Download or read book Biocultural Approaches to the Emotions written by Alexander Laban Hinton and published by Cambridge University Press. This book was released on 1999-11-28 with total page 388 pages. Available in PDF, EPUB and Kindle. Book excerpt: This edited volume, first published in 1999, attempts to integrate neo-Darwinian and culturalist perspectives in the study of emotion.
Download or read book Emotions as Bio cultural Processes written by Birgitt Röttger-Rössler and published by Springer Science & Business Media. This book was released on 2009-06-12 with total page 416 pages. Available in PDF, EPUB and Kindle. Book excerpt: Emotions have emerged as a topic of interest across the disciplines, yet studies and findings on emotions tend to fall into two camps: body versus brain, nature versus nurture. Emotions as Bio-cultural Processes offers a unique collaboration across the biological/social divide—from psychology and neuroscience to cultural anthropology and sociology—as 15 noted researchers develop a common language, theoretical basis, and methodology for examining this most sociocognitive aspect of our lives.
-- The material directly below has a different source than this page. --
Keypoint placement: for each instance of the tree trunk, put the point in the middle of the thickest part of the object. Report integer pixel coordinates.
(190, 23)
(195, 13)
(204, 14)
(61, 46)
Starting with our evolutionary past and continuing into our modern world of social classes and norms, these multidisciplinary perspectives reveal the complex interplay of biological, social, cultural, and personal factors at work in emotions, with particular emphasis on the nuances involved in pride and shame. A sampling of the topics: (1) The roles of the brain in emotional processing. (2) Emotional development milestones in childhood. (3) Social feeling rules and the experience of loss. (4) Emotions as commodities? The management of feelings and the self-help industry. (5) Honor and dishonor: societal and gender manifestations of pride and shame. (6) Emotion regulation and youth culture. (7) Pride and shame in the classroom. A volume of such wide and integrative scope as Emotions as Bio-cultural Processes should attract a large cohort of readers on both sides of the debate, among them emotion researchers, social and developmental psychologists, sociologists, social anthropologists, and others who analyze the links between humans that on the one hand differentiate us as individuals but on the other hand tie us to our socio-cultural worlds.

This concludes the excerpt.